Um filme não precisa de um roteiro bem amarrado para ser cult. Nem de atores ou diretores famosos. Vai analisar, para ser cult uma película não precisa de muita coisa, não. Uma canção, um carro, um diálogo, uma cena, uma originalidade, uma quebra de paradigmas, uma otimização do baixo custo.  E Porto dos Mortos (Beyond the Grave, 2012) tem tudo isso e mais uma hipnotizante personagem que só fala uma palavra no filme antes da sua talvez prematura eliminação.
Senão, vejamos.

Uma canção: Porto dos Mortos,  composta por Felipe Longhi, é considerada pelo diretor a “canção de sua vida”. Um carro: um dos trunfos do filme, o Maverick preto e seu motor V8 emprestam uma sonoridade que domina o road movie. Um diálogo (?): emblema da falta de comunicação de nossos dias, o garoto caroneiro simula um diálogo com o calado motorista do Maverick. Uma cena: o cinema trash já tem sua clássica e desconcertante cena de escada (ver foto abaixo); os degraus de Eisenstein e De Palma que se cuidem. Uma originalidade: os zumbis, aqui, são um mal a ser evitado, não uma ameaça real e imediata; estão ali, ao redor, e inspiram mais pena do que medo; os retornados são, nas palavras do diretor Davi de Oliveira Pinheiro após a sessão do Clube de Cinema, uma espécie de “direção de arte” do filme.
 Uma quebra de paradigmas: se você vai ver um filme de zumbi, espera ver um zumbi atacar e devorar miolos de pobres humanos; em Porto dos Mortos, porém, a maior e dantesca crueldade é perpetrada por um humano “não infectado” contra um zumbi cego e indefeso. Uma otimização do baixo custo: a película porto-alegrense entra para o rol de cults como Repo Man, Liquid Sky, Bad Taste e El Mariachi, em que orçamentos relativamente baixos são otimizados pela produção; chega a ser comovente o esforço do elenco e dos responsáveis pelas diversas áreas técnicas como figurino, fotografia, som, etc. para obter ótimos resultados apesar do orçamento limitado.
A falta de “alívio cômico” tem uma explicação: o diretor contou para os presentes à sala P. F. Gastal que a cena mais engraçada foi cortada, com o objetivo de manter a unidade e o clima da obra.
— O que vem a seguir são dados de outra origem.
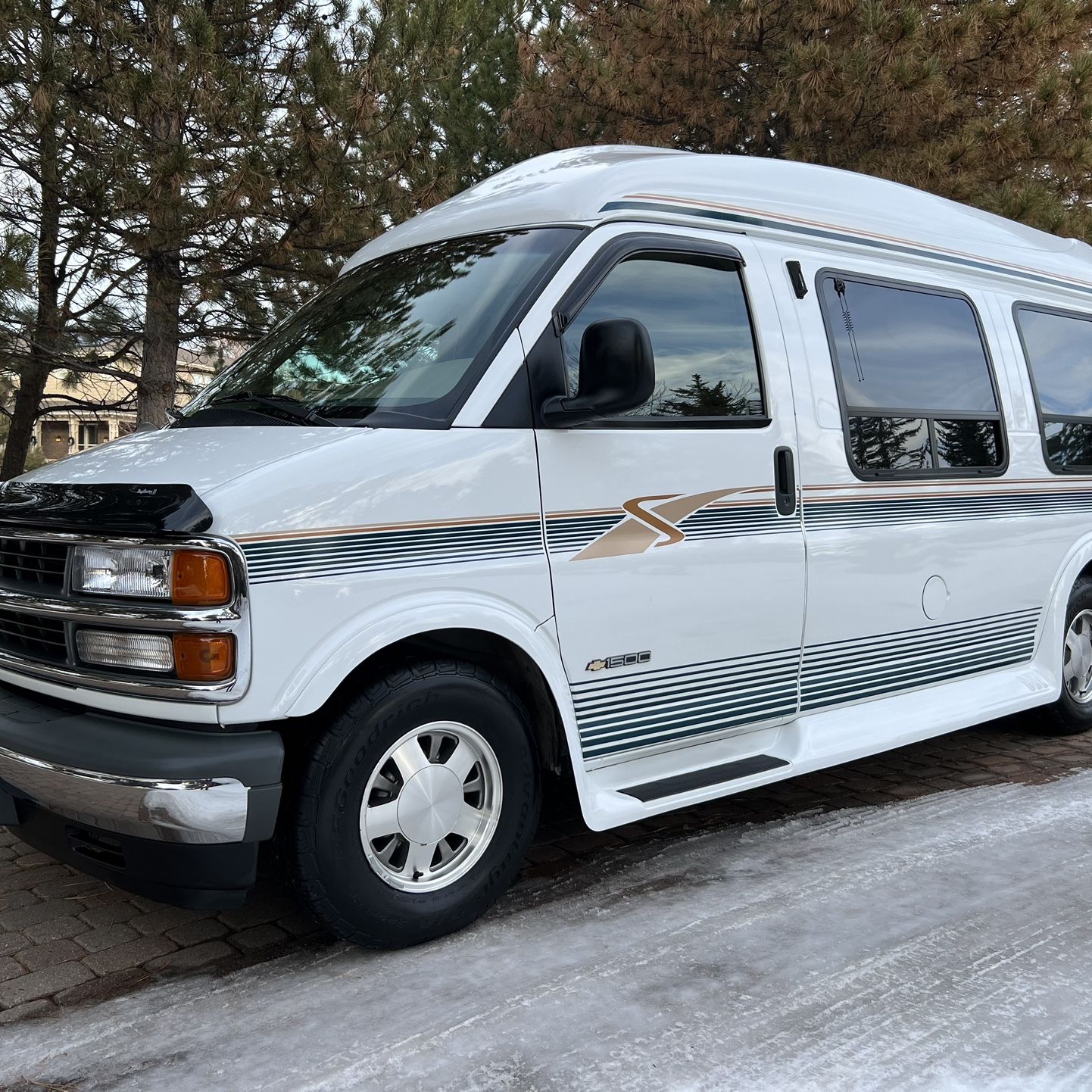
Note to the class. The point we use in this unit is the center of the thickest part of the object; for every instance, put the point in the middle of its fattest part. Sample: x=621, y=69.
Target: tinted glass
x=1069, y=444
x=899, y=348
x=968, y=442
x=395, y=339
x=1059, y=354
x=890, y=444
x=697, y=319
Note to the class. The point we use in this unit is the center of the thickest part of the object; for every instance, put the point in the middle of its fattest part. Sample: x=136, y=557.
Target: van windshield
x=397, y=341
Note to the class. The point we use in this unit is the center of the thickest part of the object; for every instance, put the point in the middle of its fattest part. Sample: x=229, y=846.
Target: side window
x=916, y=385
x=1059, y=348
x=696, y=314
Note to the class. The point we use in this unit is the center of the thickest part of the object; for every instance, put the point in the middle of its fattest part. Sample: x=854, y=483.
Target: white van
x=679, y=473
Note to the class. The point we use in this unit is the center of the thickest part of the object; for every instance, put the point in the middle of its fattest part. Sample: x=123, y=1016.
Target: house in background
x=80, y=410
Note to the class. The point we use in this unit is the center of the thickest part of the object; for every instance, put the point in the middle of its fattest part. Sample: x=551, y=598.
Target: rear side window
x=696, y=314
x=1059, y=348
x=916, y=385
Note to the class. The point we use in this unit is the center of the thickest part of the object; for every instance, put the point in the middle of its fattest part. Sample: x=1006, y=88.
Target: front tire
x=417, y=806
x=1072, y=714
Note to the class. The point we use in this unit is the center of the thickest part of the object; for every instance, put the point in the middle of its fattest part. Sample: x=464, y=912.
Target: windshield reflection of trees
x=362, y=332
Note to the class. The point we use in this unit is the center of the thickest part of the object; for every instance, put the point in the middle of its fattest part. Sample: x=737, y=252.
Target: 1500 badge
x=626, y=660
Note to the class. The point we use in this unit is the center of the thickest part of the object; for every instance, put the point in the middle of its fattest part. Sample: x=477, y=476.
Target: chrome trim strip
x=207, y=812
x=232, y=618
x=151, y=616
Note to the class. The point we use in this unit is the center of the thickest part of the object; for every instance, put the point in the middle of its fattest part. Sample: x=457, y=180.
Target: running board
x=702, y=778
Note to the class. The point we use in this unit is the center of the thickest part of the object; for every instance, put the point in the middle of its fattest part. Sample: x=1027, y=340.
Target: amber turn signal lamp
x=201, y=657
x=199, y=579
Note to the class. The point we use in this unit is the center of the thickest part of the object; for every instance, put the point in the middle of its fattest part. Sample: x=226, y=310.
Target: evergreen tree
x=702, y=399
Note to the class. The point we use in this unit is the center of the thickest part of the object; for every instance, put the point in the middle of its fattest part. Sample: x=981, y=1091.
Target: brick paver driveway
x=66, y=939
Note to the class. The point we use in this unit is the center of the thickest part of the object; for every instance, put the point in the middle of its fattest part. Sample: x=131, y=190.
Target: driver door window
x=696, y=313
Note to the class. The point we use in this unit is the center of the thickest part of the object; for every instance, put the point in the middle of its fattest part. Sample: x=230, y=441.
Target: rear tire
x=417, y=806
x=1072, y=714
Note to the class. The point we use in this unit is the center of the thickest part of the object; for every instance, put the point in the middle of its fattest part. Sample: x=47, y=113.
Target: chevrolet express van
x=679, y=473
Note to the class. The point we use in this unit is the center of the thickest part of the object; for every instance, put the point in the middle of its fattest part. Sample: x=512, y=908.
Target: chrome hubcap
x=1077, y=671
x=430, y=807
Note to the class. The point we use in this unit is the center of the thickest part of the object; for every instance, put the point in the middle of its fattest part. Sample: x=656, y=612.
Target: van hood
x=204, y=459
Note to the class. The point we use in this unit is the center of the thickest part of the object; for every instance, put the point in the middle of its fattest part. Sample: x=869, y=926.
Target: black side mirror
x=617, y=373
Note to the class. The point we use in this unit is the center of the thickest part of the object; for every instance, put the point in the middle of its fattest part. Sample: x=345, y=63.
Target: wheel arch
x=520, y=655
x=1076, y=563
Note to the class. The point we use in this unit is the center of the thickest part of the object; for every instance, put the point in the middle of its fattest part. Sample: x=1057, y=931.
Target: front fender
x=409, y=616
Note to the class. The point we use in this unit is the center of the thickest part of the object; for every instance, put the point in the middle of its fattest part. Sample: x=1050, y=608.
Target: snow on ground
x=941, y=945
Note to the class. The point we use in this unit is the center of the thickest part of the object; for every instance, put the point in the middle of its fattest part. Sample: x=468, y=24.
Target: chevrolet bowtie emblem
x=647, y=526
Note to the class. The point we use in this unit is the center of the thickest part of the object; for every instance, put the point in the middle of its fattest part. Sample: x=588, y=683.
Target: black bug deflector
x=105, y=509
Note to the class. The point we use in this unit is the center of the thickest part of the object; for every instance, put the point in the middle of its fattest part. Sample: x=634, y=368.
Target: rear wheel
x=1072, y=713
x=417, y=806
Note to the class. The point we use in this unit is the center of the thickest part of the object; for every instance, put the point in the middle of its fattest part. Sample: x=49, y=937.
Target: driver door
x=672, y=530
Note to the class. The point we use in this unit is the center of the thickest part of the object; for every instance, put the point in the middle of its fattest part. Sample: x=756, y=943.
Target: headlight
x=146, y=652
x=121, y=570
x=185, y=577
x=193, y=657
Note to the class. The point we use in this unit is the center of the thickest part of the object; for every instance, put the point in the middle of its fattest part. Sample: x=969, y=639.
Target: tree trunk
x=163, y=295
x=46, y=335
x=160, y=356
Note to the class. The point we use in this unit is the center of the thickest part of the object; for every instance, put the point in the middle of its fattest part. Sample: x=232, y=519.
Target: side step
x=702, y=778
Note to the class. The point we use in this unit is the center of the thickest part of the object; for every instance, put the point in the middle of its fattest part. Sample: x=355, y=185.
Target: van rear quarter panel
x=1003, y=545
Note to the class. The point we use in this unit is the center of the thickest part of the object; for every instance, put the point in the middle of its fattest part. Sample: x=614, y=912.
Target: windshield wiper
x=281, y=403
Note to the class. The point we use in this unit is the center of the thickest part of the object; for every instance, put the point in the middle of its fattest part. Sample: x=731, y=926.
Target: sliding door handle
x=785, y=481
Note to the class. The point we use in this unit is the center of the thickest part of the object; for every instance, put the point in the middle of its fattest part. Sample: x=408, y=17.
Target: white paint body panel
x=357, y=538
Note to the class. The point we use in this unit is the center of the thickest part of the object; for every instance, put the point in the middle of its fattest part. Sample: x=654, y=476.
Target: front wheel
x=1072, y=713
x=417, y=806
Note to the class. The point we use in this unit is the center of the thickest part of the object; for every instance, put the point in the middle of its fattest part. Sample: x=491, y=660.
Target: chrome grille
x=33, y=635
x=41, y=615
x=32, y=561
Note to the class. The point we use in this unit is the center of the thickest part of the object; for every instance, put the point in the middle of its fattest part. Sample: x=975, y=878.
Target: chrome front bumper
x=201, y=810
x=145, y=780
Pensando bem, existe um humor nas entrelinhas do roteiro, como na mencionada conversa unilateral e nas falas monossilábicas do protagonista. Tudo somado, dos requisitos necessários para se tornar cult, Porto dos Mortos talvez ainda não tenha apenas um: cultuadores.

1 comment:

Christian Petrizi said...

Fiquei com muita vontade de conferir. Pela resenha, esse é um filme com o perfil que ei curto.